The elven one’s humble entrance is that of a returning alumnus, a former star pupil showing off her learned wares to the school assembly. Considering this is her first solo show in 2 years, Newsom strikes a professionally impressive groove ’twixt intelligence and temerity, shyness and showmanship, and like, say, John Banville, her grandiloquence will surely be mocked, but it’s the undeniable and universal gust and thrust of those motown-catchy melodies and pleasing polyrhythms that truly excite the ear. Indeed, only the harp could entertain such fantastic nonsense and, lest we invoke the alarm bells of bitter cliché, the silver moon peeking through grey-on-black clouds (really!) lends ’Sawdust and Diamonds’ a particularly poignant immaculacy.

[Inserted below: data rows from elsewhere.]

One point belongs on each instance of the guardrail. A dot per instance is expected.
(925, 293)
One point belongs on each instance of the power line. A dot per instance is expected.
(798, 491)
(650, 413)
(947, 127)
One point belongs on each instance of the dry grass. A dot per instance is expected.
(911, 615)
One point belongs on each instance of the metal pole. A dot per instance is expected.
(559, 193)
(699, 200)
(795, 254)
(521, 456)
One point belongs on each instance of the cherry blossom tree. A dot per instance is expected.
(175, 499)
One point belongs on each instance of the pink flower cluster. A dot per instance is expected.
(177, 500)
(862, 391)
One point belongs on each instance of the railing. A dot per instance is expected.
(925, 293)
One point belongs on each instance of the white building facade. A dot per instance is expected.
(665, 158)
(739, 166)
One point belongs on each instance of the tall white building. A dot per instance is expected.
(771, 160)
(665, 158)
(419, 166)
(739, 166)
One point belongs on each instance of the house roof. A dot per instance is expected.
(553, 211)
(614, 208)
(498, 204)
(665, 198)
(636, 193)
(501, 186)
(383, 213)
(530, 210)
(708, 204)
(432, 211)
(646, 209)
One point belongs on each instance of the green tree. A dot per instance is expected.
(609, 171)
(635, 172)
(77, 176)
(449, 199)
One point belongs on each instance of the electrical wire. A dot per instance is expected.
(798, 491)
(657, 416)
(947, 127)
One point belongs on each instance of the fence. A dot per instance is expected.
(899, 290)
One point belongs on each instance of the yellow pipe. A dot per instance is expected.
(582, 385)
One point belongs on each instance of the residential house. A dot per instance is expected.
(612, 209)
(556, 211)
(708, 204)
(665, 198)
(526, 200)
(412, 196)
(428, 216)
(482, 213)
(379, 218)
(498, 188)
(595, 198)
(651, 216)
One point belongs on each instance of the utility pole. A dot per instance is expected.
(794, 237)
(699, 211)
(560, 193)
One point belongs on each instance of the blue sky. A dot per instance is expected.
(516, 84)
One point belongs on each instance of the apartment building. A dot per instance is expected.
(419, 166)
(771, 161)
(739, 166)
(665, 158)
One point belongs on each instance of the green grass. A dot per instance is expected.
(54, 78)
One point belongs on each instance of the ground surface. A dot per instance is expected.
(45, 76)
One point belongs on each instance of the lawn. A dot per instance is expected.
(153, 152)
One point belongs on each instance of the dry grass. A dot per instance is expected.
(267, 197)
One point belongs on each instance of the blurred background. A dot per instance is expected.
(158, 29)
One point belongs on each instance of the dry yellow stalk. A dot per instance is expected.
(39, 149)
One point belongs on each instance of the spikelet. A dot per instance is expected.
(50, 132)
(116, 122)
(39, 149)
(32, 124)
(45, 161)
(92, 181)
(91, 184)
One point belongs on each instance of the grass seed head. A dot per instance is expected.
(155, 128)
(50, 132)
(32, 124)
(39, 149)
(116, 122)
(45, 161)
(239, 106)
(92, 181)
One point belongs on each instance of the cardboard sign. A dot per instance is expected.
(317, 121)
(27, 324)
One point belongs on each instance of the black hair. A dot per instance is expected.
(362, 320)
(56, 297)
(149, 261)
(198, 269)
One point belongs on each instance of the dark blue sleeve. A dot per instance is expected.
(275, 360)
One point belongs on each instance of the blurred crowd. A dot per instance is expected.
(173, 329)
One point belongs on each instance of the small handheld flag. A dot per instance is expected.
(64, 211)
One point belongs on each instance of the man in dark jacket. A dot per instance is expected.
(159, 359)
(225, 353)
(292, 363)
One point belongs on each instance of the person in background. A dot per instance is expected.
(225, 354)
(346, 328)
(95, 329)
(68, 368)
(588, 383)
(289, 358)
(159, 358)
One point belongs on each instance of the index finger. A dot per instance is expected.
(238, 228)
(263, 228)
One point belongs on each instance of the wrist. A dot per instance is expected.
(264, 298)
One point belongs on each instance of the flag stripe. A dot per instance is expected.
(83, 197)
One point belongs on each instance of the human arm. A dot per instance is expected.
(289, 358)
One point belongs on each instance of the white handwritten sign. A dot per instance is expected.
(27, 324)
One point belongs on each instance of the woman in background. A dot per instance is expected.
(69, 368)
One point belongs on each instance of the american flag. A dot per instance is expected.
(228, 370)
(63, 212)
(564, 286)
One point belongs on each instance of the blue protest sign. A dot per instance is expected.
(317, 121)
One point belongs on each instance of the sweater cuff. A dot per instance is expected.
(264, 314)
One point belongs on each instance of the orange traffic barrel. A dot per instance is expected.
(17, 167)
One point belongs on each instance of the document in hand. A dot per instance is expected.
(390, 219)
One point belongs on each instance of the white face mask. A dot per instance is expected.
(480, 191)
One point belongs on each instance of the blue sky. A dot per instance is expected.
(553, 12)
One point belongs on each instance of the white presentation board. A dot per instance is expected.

End Of The Road is, to conclude, the barnstorming apotheosis of every delight in UK festival-shire: well-behaved children and eminently annoying, child-conscious parents alike are entertained, variously, by circus workshops, lessons in drum/dough-beating and perhaps most famously, wild peacocks. The fundamental appeal, though, is its status as that rarest of utopias: a music fest as modest as it is precisely well-rounded; one where the dead-eyed, motormouthed, shit-faced insufferable gratifying an acoustic guitar didn’t actually bring an acoustic guitar — lord, no no no — he brought an accordion. Nobody plays ‘Wonderwall’ on the accordion. Suck up the capacity increase, because with your fill of hot spiced cider, it quickly becomes apparent that you’ll scarcely find a more wonderful weekend countrywide. All hail the righteous folk! Just leave that Micah P Hinson well alone, eh.